中でどんな話をしても、音を立てても‥‥‥漏れることはないようにシルドが丹念に魔導の結界を幾重にも張り巡らしてくれている。
あの扉も、一度締めればある方法を使わない限り開けれない、そんな防御壁になっていて――
「堅い守りは、堅固な牢にもなる、か。
ねえ、フェルナンド?」
食事の後片付けを侍女たちと共にしていたコックは呼ばれて振り返る。
あんな言い方を夫婦の間でしなきゃならんなんて。
なんて、貴族は不便なんだと思いながら作業していた彼は、エイシャの余裕の笑みに妙な不安を感じた。
「エイシャ‥‥‥いや、奥様。
あんな事はー‥‥‥」
大旦那様。
彼女の父親であるエシャーナ公も喜ばない。
そう彼は言いたかった。
しかし、エイシャはそれを遮ってしまう。
「いいの、いいのよ‥‥‥フェルナンド。
旦那様はいつも正しいの。
だから、なんの問題もないわ。
それより、その食事の余りを旦那様の寝室に届けてくれないかしら?
シルドの馬鹿、いつもはあれだけ食べる癖に‥‥‥今夜はこの子達に遠慮して何も口にしていないんだもの。
心配だわ」
なんだ、自分の心配は杞憂だったか。
フェルナンドはほっと胸を撫でおろし、それを承知した。
持って行くなら、温め直さないとな‥‥‥そうぼやきながら去って行く彼等を尻目に、エイシャはまだ残ろうとする護衛の数名に目を向けた。
「何しているの?
旦那様がもういいとおっしゃったのよ?
さあ、下がりなさい。
さっきは‥‥‥暴力的でごめんなさいね」
「奥様‥‥‥」
てっきり、愛人問題で腹の中が煮えくり返っているもの考えていたのに。
彼等は勘違いしていたと受け止めてしまった。
エイシャの意図は別にあるのに、それを読み解けるほどの家臣はまだここにはいなかった。
「では奥様、我らはこれにてー‥‥‥」
そう、挨拶もほどほどに愛する家族の元へと帰宅しようとする騎士の一人にエイシャは声をかける。
「ねえ、その腰の剣。
おいていってくれないかしら?
明日の朝、また訓練に行きたいの。
お相手、お願いできるかしら?」
「ええ、奥様の方がお強いですがね‥‥‥」
若い騎士はどうすればそうなれるのか、知りたいほどです。
そう言いながらエイシャに腰の剣を渡して部屋を去っていった。
扉がきちんと閉められたのを確認して、エイシャは静かに何かを呟く。
それは知る者しか出来ない、この扉を鉄よりも堅い堅固な檻の入り口にするための、施錠の呪文。

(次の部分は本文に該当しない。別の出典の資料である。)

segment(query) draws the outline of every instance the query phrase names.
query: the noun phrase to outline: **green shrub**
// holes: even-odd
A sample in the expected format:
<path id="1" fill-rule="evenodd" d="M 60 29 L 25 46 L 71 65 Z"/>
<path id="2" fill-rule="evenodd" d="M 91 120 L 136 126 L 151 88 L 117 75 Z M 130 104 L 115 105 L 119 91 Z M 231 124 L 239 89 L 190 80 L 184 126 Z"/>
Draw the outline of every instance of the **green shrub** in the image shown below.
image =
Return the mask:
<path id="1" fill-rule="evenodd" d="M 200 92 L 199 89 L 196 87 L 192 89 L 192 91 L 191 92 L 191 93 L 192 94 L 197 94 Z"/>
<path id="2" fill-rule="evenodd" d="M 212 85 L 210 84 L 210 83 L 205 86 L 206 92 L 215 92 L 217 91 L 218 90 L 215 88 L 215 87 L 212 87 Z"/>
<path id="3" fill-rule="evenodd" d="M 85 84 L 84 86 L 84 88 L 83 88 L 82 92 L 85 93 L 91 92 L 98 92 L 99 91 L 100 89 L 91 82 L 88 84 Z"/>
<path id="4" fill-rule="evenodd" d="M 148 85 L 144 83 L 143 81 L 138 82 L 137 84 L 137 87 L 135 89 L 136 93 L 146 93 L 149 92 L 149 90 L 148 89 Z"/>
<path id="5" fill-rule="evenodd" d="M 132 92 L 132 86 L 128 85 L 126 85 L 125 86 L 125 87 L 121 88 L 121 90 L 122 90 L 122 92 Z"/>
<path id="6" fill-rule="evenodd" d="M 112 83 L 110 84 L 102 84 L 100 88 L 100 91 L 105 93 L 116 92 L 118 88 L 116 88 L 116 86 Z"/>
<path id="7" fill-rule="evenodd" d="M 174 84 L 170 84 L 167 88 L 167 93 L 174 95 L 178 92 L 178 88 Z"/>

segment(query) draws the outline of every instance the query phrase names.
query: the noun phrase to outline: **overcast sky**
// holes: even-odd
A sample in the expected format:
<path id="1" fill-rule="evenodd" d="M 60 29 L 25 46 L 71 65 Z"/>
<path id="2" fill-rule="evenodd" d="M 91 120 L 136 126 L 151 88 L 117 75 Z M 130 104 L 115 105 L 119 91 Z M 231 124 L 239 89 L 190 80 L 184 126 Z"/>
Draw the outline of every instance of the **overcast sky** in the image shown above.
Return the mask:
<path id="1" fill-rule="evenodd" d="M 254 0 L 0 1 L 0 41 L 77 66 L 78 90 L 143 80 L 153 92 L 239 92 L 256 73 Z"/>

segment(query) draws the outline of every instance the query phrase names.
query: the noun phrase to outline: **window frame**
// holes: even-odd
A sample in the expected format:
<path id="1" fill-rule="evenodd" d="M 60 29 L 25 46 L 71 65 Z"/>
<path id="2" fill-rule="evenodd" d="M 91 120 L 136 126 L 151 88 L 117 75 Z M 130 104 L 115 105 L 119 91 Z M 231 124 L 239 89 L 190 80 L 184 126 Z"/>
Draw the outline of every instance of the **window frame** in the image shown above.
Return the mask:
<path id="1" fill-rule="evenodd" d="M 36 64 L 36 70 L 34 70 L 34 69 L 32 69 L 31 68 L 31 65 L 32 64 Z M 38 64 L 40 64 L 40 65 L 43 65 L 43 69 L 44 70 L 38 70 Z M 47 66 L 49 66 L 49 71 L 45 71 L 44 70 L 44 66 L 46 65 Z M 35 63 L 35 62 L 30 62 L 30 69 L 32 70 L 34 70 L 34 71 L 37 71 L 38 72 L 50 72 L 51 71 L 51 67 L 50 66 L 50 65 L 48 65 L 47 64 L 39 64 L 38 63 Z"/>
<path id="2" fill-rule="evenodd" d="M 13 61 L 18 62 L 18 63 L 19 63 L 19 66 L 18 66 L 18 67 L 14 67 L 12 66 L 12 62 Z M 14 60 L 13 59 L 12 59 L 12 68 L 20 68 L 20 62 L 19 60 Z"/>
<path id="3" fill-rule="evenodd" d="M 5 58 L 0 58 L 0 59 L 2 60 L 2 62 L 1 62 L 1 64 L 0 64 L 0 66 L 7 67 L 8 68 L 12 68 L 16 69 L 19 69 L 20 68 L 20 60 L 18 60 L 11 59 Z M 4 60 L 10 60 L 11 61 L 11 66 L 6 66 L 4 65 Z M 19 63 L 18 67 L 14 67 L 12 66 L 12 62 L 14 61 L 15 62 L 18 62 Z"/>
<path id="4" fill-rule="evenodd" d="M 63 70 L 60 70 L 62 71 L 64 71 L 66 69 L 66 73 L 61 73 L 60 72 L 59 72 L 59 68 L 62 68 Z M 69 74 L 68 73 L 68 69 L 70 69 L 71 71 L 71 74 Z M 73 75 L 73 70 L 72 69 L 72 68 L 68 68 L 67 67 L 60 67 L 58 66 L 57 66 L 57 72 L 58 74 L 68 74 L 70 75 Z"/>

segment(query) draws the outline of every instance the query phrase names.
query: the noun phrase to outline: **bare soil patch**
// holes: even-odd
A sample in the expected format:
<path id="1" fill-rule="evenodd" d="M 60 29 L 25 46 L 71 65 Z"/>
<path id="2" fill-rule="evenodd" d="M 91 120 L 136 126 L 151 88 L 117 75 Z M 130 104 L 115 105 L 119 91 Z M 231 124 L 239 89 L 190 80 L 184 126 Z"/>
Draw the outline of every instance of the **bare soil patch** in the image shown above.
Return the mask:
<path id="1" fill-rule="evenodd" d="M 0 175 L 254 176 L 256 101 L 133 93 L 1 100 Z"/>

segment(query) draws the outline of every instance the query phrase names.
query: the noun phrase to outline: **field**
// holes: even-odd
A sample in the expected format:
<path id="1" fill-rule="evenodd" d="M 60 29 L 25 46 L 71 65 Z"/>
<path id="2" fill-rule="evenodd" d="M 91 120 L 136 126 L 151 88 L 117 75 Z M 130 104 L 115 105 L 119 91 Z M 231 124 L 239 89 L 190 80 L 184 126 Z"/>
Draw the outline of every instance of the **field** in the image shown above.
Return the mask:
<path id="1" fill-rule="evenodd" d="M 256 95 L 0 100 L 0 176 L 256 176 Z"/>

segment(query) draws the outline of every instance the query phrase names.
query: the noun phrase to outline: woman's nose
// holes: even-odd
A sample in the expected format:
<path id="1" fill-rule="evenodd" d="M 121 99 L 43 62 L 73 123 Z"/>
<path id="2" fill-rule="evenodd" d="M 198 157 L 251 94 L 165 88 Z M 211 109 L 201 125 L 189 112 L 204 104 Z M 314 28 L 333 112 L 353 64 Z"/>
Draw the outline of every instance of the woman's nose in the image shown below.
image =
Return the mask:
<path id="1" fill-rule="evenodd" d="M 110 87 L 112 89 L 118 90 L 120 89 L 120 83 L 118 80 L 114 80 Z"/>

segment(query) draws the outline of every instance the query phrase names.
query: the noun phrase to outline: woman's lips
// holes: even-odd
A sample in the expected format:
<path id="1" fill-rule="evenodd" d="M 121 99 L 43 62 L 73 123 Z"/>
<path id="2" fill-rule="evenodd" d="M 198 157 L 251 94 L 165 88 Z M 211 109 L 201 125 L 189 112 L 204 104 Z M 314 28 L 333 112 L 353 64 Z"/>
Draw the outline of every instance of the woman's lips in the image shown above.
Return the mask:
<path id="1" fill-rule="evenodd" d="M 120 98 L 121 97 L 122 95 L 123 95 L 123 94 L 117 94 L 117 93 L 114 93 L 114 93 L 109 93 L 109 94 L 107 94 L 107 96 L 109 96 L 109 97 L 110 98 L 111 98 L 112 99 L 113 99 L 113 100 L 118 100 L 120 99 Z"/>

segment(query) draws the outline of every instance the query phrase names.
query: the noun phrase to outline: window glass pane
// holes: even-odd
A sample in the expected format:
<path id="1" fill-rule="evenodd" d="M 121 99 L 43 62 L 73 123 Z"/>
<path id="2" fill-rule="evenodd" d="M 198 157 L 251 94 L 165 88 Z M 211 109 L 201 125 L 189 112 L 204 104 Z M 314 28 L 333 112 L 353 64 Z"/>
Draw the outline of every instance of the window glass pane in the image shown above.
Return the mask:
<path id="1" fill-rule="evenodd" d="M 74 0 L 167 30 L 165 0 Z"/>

そして、二人で満足気にソファーに座り、生還とダリアの奴隷になったことを喜びまたダリアを蔑む二人の獣人にその目を向けた。
「さって、と。
オーベルジュはあの子と一緒だし。
この扉はああ、窓もそうだけど。
壁もそう。
わたしを殺さない限り開かないわよ?
どう?
明日の朝まで語り合ってみる?
誰が、本当にシルドに相応しい女かを‥‥‥?」
静かに向けたその手元には、鞘から抜かれた剣先があり‥‥‥
それは、双子の獣人に向けて静かに開戦の合図を放っていた――
獣人たちの食欲、いやそれに圧倒されたのもあるのだが。
リムのダリアへの扱いが、一変しまるで下僕以下のように扱うさまがどうにも憐れでならなかった。
さて、どうしたものかとな。そう、頭を悩ませていた。
「まだ、食べれるか?」
いくらでもあるぞ?
そう安心させるように優しく膝上のリザに問いかけるシルドに、エイシャは面白くない。
不愉快だ!!
その怒りは自然とシルドではなく‥‥‥ダリアに向けられる。
つい先ほどまで獣人三人の主的な立ち位置だったダリアはそれだけエイシャを下に見ていた。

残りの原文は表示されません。